Monday, August 01, 2005

Great Leap Forward

Our air supremacy relies on our system of putting together all the elements of air power, our highly trained pilots, and our technologically advanced aircraft.

Robotic combat drones may be the means that China ultimately will challenge us in the air. Unable to match our pilots, they may try to beat us with software:

But now, all those nations that see no way of competing with the F-22, do see it as possible to build a large fleet of robotic fighter aircraft. China has a lot more software engineers than it does highly experienced fighter pilots. American air force generals fear that the Chinese are moving slowly to expand their fleet of modern fighters because everyone believes that the next generation of fighters will be robotic, and a lot cheaper than F-22s.

This is no time to stubbornly refuse to adapt. Pilots may well keep the advantage over drones for decades. But eventually, the software will surpass the pilots and if we haven't tried to match code for code, we will have inferior "pilots" in our planes:

This is one of those rare turning points in weapons design. Similar to when the modern battleship (the British Dreadnaught being the first), made all existing battleships obsolete. A similar thing happened when jet fighters appeared in the mid 1940s. Nearly all those 63,000 American fighter aircraft in 1945 were prop-driven, and all those pilots knew that in the next few years, jet fighters would make all those prop fighters obsolete.
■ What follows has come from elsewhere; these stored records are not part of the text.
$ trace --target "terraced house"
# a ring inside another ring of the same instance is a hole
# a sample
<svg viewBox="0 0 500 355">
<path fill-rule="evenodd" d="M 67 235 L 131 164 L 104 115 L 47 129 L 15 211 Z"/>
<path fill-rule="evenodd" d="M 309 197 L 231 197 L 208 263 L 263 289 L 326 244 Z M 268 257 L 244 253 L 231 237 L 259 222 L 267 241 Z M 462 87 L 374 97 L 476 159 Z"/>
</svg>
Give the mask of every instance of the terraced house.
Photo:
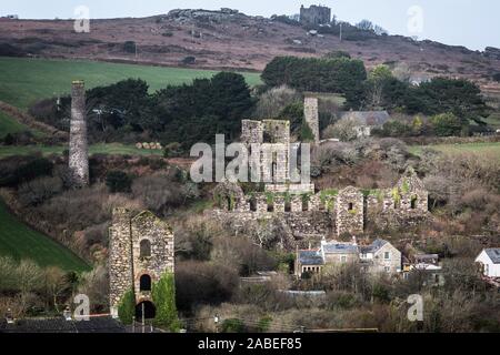
<svg viewBox="0 0 500 355">
<path fill-rule="evenodd" d="M 321 274 L 329 267 L 358 264 L 367 273 L 398 274 L 401 272 L 401 252 L 384 240 L 376 240 L 369 245 L 322 241 L 318 250 L 298 250 L 296 276 Z"/>
</svg>

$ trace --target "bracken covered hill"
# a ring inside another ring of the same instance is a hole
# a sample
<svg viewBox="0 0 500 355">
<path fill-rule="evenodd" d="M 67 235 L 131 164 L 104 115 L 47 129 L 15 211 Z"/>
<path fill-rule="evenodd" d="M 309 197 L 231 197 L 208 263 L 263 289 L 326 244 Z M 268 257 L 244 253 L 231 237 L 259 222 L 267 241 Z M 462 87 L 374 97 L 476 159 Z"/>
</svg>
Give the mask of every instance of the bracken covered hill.
<svg viewBox="0 0 500 355">
<path fill-rule="evenodd" d="M 369 68 L 404 62 L 417 78 L 461 77 L 477 81 L 487 91 L 500 91 L 492 80 L 500 72 L 500 50 L 493 48 L 478 52 L 401 36 L 340 41 L 336 34 L 311 36 L 308 30 L 234 10 L 172 10 L 140 19 L 91 20 L 90 33 L 74 32 L 71 20 L 0 19 L 0 55 L 260 71 L 276 55 L 319 57 L 342 50 L 361 58 Z"/>
</svg>

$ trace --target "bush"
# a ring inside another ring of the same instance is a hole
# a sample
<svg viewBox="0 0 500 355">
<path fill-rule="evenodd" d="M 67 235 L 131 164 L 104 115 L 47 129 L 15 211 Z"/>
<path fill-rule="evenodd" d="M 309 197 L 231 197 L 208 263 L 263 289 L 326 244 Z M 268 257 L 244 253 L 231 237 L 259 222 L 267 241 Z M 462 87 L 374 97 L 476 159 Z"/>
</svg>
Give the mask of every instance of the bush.
<svg viewBox="0 0 500 355">
<path fill-rule="evenodd" d="M 190 311 L 199 304 L 220 304 L 238 290 L 238 274 L 224 265 L 180 262 L 176 265 L 177 304 Z"/>
<path fill-rule="evenodd" d="M 500 73 L 494 73 L 491 78 L 492 78 L 494 81 L 500 82 Z"/>
<path fill-rule="evenodd" d="M 222 333 L 244 333 L 247 327 L 241 320 L 224 320 L 221 325 Z"/>
<path fill-rule="evenodd" d="M 114 170 L 106 175 L 106 185 L 111 193 L 130 192 L 132 179 L 126 172 Z"/>
<path fill-rule="evenodd" d="M 2 162 L 0 186 L 17 186 L 20 183 L 52 174 L 53 163 L 41 156 L 13 156 Z"/>
<path fill-rule="evenodd" d="M 136 318 L 136 296 L 133 290 L 126 292 L 118 305 L 118 317 L 123 324 L 132 324 Z"/>
<path fill-rule="evenodd" d="M 277 57 L 262 72 L 269 87 L 289 85 L 301 91 L 346 94 L 348 105 L 359 105 L 367 79 L 364 64 L 348 58 Z"/>
<path fill-rule="evenodd" d="M 163 156 L 164 158 L 178 158 L 182 155 L 181 144 L 178 142 L 169 143 L 164 146 Z"/>
<path fill-rule="evenodd" d="M 176 306 L 176 282 L 173 274 L 164 273 L 160 280 L 152 285 L 152 300 L 157 307 L 153 323 L 159 327 L 168 328 L 170 332 L 179 332 L 180 322 Z"/>
<path fill-rule="evenodd" d="M 136 53 L 137 44 L 134 41 L 127 41 L 123 43 L 123 51 L 127 53 Z"/>
<path fill-rule="evenodd" d="M 254 116 L 258 119 L 282 116 L 281 113 L 287 106 L 301 100 L 300 93 L 287 85 L 272 88 L 260 95 Z"/>
<path fill-rule="evenodd" d="M 436 135 L 439 136 L 460 135 L 463 130 L 463 122 L 453 113 L 437 114 L 430 122 Z"/>
<path fill-rule="evenodd" d="M 338 139 L 342 142 L 350 142 L 358 139 L 357 126 L 360 125 L 360 122 L 354 118 L 344 118 L 333 125 L 327 126 L 323 132 L 326 139 Z"/>
<path fill-rule="evenodd" d="M 191 65 L 191 64 L 194 64 L 196 62 L 197 62 L 197 58 L 192 57 L 192 55 L 186 57 L 181 61 L 181 63 L 184 64 L 184 65 Z"/>
<path fill-rule="evenodd" d="M 62 192 L 60 178 L 39 178 L 21 184 L 18 190 L 19 202 L 23 206 L 39 205 Z"/>
</svg>

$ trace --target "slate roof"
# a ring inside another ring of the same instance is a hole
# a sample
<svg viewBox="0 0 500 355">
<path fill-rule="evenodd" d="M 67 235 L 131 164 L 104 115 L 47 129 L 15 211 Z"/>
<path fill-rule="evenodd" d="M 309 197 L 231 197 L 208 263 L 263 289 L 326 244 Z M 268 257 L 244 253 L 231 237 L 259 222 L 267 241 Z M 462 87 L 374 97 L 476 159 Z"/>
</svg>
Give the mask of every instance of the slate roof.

Now the robotic fighters are about to make manned fighters obsolete, just like GPS guided bombs (JDAM) made dumb bombs dropped by a low flying fighter-bomber obsolete.
We will still have our system as an advantage, but without the "pilots" and advanced aircraft to put into that system, our supremacy will be at risk.

I don't blame pilots for not liking this future, but the purpose of an air force is to provide aerial supremacy--not to give pilots the thrill of flying.